Communication is key

I was the Scrum Master for 2 teams in Hyderabad, India (contractor), one in Montevideo, Uruguay (contractor) and one in Washington DC for a previous company. The time difference with Hyderabad is 9.5/10.5 hours. Here are some best practices that we developed over a period. You may not be able to implement all these. Strive to get there or mitigate them where possible:

  1. Face-to-face contact: Arrange for the overseas team members to travel to your location and vice versa. It is harder to develop good communication, collaboration and team spirit between people who have never met.
  2. Overseas team should be able to operate fairly independently: To be effective the overseas team should have all the skills/roles to be able to operate fairly independently.

    • Initially we had developers and testers in Hyderabad and the designers in DC. Web front-end development requires close coordination between the dev team and designers. We could see the improvement when we hired a local designer.

    • We trained a local Scrum Master in Hyderabad and arranged for local Scrum stand ups. This improved team coordination overall.

    • We could see the limitations of not having a local Product Owner.

  3. Arrange for more time overlap: Some of our architects used to log in at night to answer questions from Hyderabad. The Hyderabad dev team members used to come in late and leave late to have better overlap with DC.

  4. Virtual work-spaces: Use web based tools to make story/task status, shared calendars, holiday schedules, contact info... visible to the entire team. Ideally the tool should allow threaded discussion in the story/task. If you try to do this using email, people will be buried in emails and things will fall through the cracks causing much frustration.

  5. Get communication channels as close to face-to-face as possible: Group video calls for the daily Scrum stand ups, ability to share screens/whiteboards, team members logging into chat when at work are some things you can try.

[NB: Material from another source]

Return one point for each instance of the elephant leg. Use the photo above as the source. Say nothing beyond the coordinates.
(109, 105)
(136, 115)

A few things I learned about working with a remote development team by being part of one:

  1. Transparency is the best policy For every new mobile app project we take up, we work up a document containing all of the info we have on the client’s product and business. This way, all of the requirements are clear to both us and the client, while we can always get back to this document to clarify things in the future.

A product specifications document consists of, but is not limited to:

  • Project overview
  • Project objectives
  • Technology used for the project
  • Project architecture
  • User flows
  • User stories (which include acceptance criteria for every user story)
  • Wireframes

    1. We work within the scrum framework

    2. Some of the tools we use:

  • Trello

  • Jira
  • Slack
  • Skype
  • and BitBucket and GitHub as code repositories (we're a mobile app development agency)

    1. The Lean Canvas of the client's business can come in handy. The Lean Canvas, proposed by Ash Maurya in his book Running Lean, is a business model hypothesis testing and validation tool. It’s also a simple, yet powerful tool, which can be used by the remote team to get a lot of valuable info about your product and your business, at a single glance. A user persona sheet can also be of use.

Leading a remote development team doesn’t mean micro-managing the hell out of those people. Your collaboration with a remote team will be a lot more successful if you lead those people by inspiring them. Be there to answer their questions, be it product or business wise, be open about the strengths and weaknesses of the project; be clear about the expectations and the vision. Be like an open book, but also give your remote co-workers space to come up with solutions.